[Discuss] seeking places for good discussion about GNU/Linux programming topics
Daniel M Gessel
daniel at syntheticblue.com
Sun Oct 30 15:07:28 EDT 2022
On 2022-10-30 12:29, Bill Ricker wrote:
> If it might be interesting later, it could be meta-interesting now.
> If you want to bounce ideas off someone on a private channel ...
Oh thanks! I might take you up on that! I've got your email from the
list and your Mastodon address, so you may get a ping; you've got a
handle on quite a few corners that are dark to me.
> As with all (anti)Social Media, the key is curating one's feeds.
That's a good perspective.
> Some of my favorite commentators reefer to him only as "that apartheid
> emerald miner's brat" or some such, which delights me.
That just delighted my wife as well! She hadn't heard that one and
thinks it's on the money.
> Re compiling to C as IL:
> much of the world today compiles a VM in portable C99 or Rust and
> compiles the higher app language to VM bytecodes.
> (Possibly leveraging a standard VM & bytecode, e.g JVM.)
I haven't made any irreversible decisions. I've had some exposure to the
inner workings of LLVM, but I'm not a true believer (unlike the folks I
used to work with - LLVM is their one true way). I plan to explore a
tight integration between higher and lower level abstractions - I may
crash and burn but hopefully, until the flames get me, it'll be a fun ride.
> (Me, were I developing a new 4GL or whatever, I might compile it to
> Forth, as Forth directly executes, as opposed to interprets.)
Wikipedia filled in my gap - threaded execution is an interesting
option, but my experience is that the optimization opportunities
generated by inlining can be huge.
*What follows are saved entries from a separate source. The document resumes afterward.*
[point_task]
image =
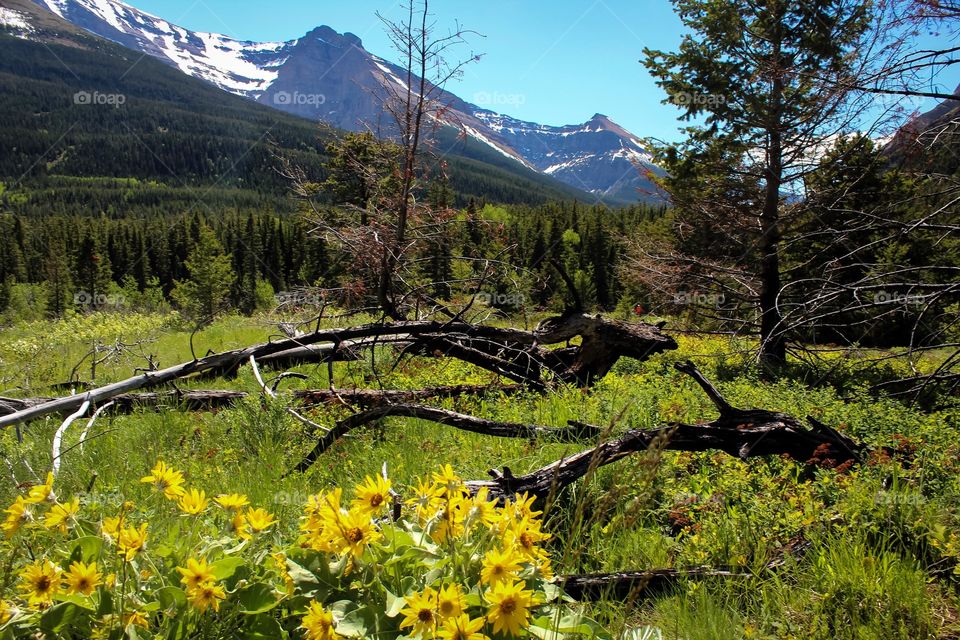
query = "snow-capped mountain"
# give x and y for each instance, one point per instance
(329, 76)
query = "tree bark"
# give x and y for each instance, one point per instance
(518, 354)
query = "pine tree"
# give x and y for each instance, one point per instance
(207, 290)
(763, 78)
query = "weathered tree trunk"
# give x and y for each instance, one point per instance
(462, 421)
(744, 433)
(513, 353)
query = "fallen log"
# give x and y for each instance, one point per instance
(213, 400)
(203, 400)
(575, 432)
(581, 365)
(377, 397)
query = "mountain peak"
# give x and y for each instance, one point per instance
(330, 35)
(329, 76)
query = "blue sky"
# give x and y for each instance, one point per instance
(555, 62)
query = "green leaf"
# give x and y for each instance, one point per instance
(394, 604)
(59, 616)
(225, 567)
(360, 622)
(257, 598)
(263, 628)
(171, 598)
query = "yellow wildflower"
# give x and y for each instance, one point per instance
(318, 623)
(499, 566)
(196, 572)
(450, 601)
(41, 492)
(427, 499)
(131, 540)
(6, 612)
(420, 613)
(40, 581)
(462, 628)
(373, 495)
(449, 482)
(110, 528)
(165, 479)
(353, 531)
(206, 595)
(137, 619)
(193, 502)
(509, 609)
(259, 520)
(17, 515)
(62, 515)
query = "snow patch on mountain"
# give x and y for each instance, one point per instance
(15, 20)
(597, 156)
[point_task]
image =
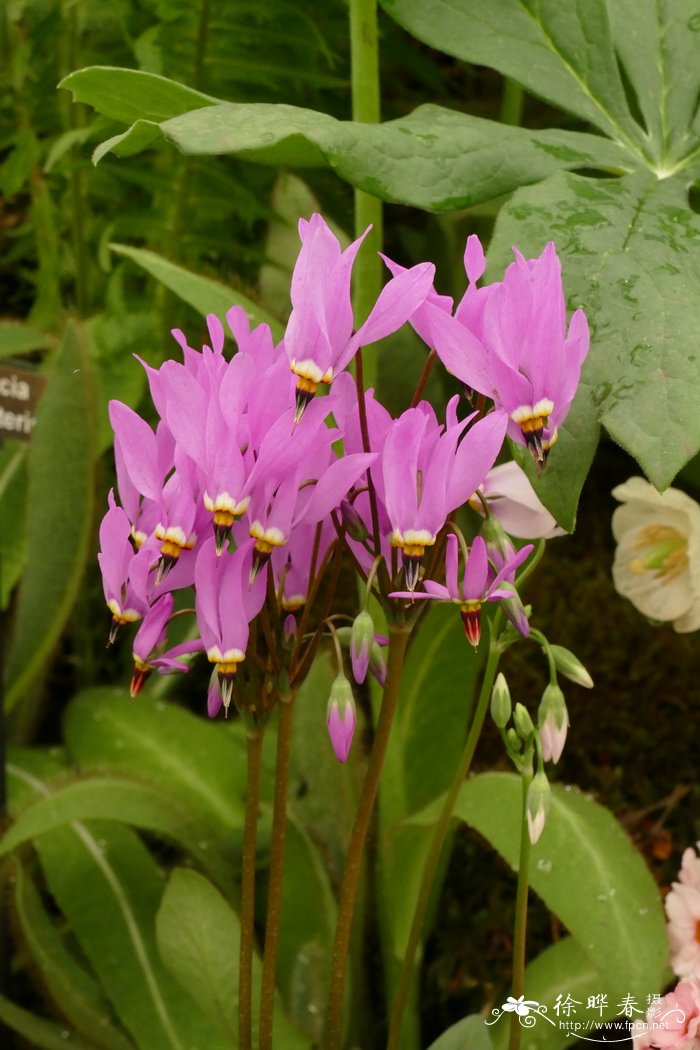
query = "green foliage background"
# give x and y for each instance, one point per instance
(213, 127)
But it's certainly worth keeping on
the table. Background optimization on these core-rich CPUs is also enticing.
> Were I starting a new project today, I'd look at Rust for things that
> need to be close to the hardware (but with better memory safety than
> any C), and Dart/Flutter for portable applications that could run on a
> mobile device or desktop. Golang is the other recent star, favored by
> some.
> But so much depends upon the domain one is targeting.
I've looked a teeny bit at Rust but, perhaps a catch-22, don't
understand enough to get what problems it solves. I should probably dig
deeper, since consensus seems strong.
Thanks again. I'll spend some more time trying to grok Mastodon and Rust.